Ancora di più, ritrattare in maniera sterile una dichiarazione in merito a ciò che il presidente era disposto a "cedere" pur di riaprire le trattative è stupido, sapendo che non c'è alternativa alla rinuncia del diritto al ritorno per i profughi palestinesi, considerando che non è contemplato dalla potenza occupante.
I vari comunicati stampa in difesa dell'ANP che verrebbe delegittimato dai media sono assurdi e privi di consistenza: sono gli stessi leader dell'ANP a delegittimare se stessi contraddicendosi sui loro piani di azione. Da una parte, infatti, c'è tutto l'interesse a sedersi al tavolo con Israele (che non ha mai voluto avere "uno stato per i palestinesi" nella sua agenda politica), dall'altra si inneggia con parole del tutto vuote al diritto al ritorno, alla libertà e allo stato per i palestinesi.
Sostenere, come giustizia richiede, che il diritto al ritorno non è negoziabile, significa rinunciare a trattare con Israele continuando a chiedere l'applicazione del diritto internazionale; riconoscere il regime di occupazione significa non annoverarsi alcun diritto di determinare la scelta delle forme di resistenza popolare.

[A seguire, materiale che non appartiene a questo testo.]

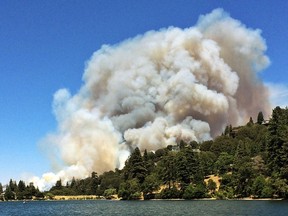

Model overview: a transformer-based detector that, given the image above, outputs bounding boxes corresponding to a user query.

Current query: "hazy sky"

[0,0,288,183]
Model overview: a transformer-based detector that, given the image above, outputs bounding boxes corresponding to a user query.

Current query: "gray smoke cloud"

[33,9,270,189]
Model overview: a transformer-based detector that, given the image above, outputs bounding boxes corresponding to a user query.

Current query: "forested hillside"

[0,107,288,200]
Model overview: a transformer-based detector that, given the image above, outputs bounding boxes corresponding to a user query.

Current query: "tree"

[215,152,234,175]
[90,172,99,195]
[118,178,141,200]
[124,147,147,183]
[252,175,266,197]
[207,179,217,193]
[257,112,264,125]
[142,174,160,199]
[157,152,177,188]
[267,107,288,172]
[183,183,207,199]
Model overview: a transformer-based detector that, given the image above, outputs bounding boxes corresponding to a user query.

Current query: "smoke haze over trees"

[25,9,271,191]
[5,107,288,200]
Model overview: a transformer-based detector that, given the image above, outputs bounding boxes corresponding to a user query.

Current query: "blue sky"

[0,0,288,183]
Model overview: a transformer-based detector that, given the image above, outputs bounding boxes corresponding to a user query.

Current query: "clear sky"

[0,0,288,183]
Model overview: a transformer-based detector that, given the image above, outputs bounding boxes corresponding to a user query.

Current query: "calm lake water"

[0,200,288,216]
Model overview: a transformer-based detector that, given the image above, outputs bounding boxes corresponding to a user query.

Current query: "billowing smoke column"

[33,9,270,190]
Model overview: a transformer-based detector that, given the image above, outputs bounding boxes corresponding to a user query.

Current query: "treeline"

[1,107,288,200]
[0,179,44,201]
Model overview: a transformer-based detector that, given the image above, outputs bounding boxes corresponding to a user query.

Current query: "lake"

[0,200,288,216]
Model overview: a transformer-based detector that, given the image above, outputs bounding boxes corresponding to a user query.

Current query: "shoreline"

[0,195,285,204]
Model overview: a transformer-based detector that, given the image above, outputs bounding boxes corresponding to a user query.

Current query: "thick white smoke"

[33,9,270,190]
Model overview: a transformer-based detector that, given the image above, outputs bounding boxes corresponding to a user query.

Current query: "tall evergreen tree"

[267,106,288,172]
[257,112,264,124]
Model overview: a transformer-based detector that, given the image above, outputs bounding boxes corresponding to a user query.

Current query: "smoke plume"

[36,9,270,190]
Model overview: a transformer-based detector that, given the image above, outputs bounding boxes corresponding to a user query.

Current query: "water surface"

[0,200,288,216]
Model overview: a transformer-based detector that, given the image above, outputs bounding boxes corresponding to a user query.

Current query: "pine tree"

[257,112,264,124]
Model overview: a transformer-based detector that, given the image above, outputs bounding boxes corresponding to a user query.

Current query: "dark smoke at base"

[34,9,270,191]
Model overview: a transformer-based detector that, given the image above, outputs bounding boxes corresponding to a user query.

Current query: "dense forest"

[0,107,288,200]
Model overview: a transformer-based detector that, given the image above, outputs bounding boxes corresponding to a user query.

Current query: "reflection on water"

[0,200,288,216]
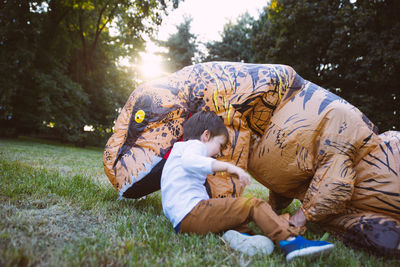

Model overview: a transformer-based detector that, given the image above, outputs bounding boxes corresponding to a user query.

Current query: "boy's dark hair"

[183,111,229,141]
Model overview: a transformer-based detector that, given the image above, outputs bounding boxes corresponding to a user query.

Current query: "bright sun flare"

[138,42,167,81]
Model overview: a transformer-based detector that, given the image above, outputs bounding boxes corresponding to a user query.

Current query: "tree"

[0,0,179,144]
[203,12,254,62]
[253,0,400,131]
[157,17,197,72]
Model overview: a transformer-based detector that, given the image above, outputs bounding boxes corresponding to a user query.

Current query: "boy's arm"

[212,160,251,188]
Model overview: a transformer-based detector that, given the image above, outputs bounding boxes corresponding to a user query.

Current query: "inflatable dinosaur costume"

[103,62,400,255]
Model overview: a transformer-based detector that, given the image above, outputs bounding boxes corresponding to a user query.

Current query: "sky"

[139,0,269,81]
[159,0,269,42]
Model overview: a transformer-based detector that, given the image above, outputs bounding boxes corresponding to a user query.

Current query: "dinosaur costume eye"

[135,109,146,123]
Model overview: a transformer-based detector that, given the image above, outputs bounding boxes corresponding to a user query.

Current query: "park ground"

[0,138,400,266]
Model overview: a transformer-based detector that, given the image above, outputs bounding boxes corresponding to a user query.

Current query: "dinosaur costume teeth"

[103,62,400,255]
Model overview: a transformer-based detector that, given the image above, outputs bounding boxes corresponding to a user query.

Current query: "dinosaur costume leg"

[249,83,400,254]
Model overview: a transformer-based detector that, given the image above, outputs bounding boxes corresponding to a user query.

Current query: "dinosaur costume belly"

[103,62,400,258]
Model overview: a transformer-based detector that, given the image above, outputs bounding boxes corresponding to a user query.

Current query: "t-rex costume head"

[103,62,400,255]
[104,62,299,198]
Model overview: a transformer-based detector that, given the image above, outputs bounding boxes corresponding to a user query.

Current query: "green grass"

[0,139,398,266]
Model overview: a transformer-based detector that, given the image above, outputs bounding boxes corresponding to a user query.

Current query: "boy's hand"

[290,209,306,227]
[227,165,251,188]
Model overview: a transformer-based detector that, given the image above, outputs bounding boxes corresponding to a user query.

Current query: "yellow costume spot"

Annunciare a un popolo che da oltre sessant'anni vive sotto occupazione, che "finché ci sarò io al potere non ci sarà alcuna intifada, non si tornerà al terrorismo" significa correre il rischio di richiamare un'intifada contro questo nuovo potere che, come l'altro ed insieme all'altro, etichetta la resistenza come terrorista, dimenticandosi che terrorista è colui che occupa una terra, reprime un popolo e continua a violare le oltre settanta risoluzioni ONU a suo carico.
"Il governo israeliano e la leadership dell'OLP [sono] preoccupati entrambi dalla crescente capacità di mobilitazione della popolazione e dall'emergere nei territori occupati di figure di leader giovani non controllati dall'organizzazione palestinese. [...] Il timore della dirigenza palestinese di perdere prestigio, cioè spazio politico, o per dirla più chiaramente, potere, l'ha spinta a firmare il riconoscimento della legittimità dello Stato "per gli ebrei" in cambio della promessa di un regime d'autonomia in un non ben precisato spazio territoriale".
Solo partendo da questa chiara analisi di W. Dahmash possiamo comprendere le dinamiche palestinesi e lavorare veramente, assieme ai palestinesi, per una Palestina libera, unita ed autodeterminata.